BITUNG — Pemerintah Kota Bitung berkomitmen menuntaskan puluhan catatan penting dari legislatif guna memperbaiki performa birokrasi dan pelayanan masyarakat. Komitmen ini muncul setelah Dewan Perwakilan Rakyat Daerah (DPRD) Kota Bitung menyerahkan 50 poin rekomendasi atas Laporan Keterangan Pertanggungjawaban (LKPJ) Tahun Anggaran 2025.
Wali Kota Bitung Hengky Honandar menjelaskan bahwa seluruh poin yang disusun oleh Panitia Khusus (Pansus) LKPJ tersebut telah diterima secara resmi. Penyerahan dokumen dilakukan dalam rapat paripurna DPRD Kota Bitung yang berlangsung pada Jumat (8/5/2026).
Prioritas Eksekusi Berdasarkan Kapasitas Fiskal Daerah
Pemerintah daerah tidak akan membiarkan rekomendasi tersebut hanya menjadi tumpukan dokumen administratif. Hengky memastikan jajarannya bakal membedah setiap poin untuk menentukan skala prioritas dalam implementasinya di lapangan.
“Pemerintah Kota Bitung menyampaikan terima kasih dan penghargaan kepada pimpinan DPRD, seluruh anggota dewan, khususnya Pansus LKPJ 2025 yang telah bekerja serius dan memberikan rekomendasi konstruktif,” kata Hengky Honandar.

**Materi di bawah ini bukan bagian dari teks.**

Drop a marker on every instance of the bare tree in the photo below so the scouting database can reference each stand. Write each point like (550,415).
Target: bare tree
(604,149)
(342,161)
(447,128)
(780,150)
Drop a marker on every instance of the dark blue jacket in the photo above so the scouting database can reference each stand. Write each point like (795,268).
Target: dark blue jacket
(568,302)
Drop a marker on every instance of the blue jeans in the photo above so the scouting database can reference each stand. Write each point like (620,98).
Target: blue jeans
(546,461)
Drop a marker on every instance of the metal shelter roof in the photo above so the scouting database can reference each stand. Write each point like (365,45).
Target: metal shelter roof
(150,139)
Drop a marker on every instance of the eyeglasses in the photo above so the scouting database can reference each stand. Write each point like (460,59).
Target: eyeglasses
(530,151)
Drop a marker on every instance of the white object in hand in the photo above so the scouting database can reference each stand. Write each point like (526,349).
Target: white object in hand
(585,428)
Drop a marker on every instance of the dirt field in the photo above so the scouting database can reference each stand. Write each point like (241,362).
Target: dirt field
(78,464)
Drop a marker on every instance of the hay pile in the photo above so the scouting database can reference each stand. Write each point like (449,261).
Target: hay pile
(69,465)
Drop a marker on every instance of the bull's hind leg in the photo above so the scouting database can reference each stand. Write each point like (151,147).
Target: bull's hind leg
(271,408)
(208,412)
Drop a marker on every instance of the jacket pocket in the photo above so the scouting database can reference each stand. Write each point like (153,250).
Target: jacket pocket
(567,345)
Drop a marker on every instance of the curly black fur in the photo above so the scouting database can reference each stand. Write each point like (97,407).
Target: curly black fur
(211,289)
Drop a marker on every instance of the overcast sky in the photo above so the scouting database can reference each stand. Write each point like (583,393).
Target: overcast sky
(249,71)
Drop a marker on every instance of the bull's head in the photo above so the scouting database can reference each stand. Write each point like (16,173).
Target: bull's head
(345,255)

Ia menekankan bahwa proses tindak lanjut akan dilakukan secara terukur. Mengingat setiap kebijakan memerlukan dukungan anggaran, pemerintah akan menyelaraskan rekomendasi Pansus dengan ketersediaan kas daerah agar pelaksanaannya tidak membebani postur APBD secara drastis.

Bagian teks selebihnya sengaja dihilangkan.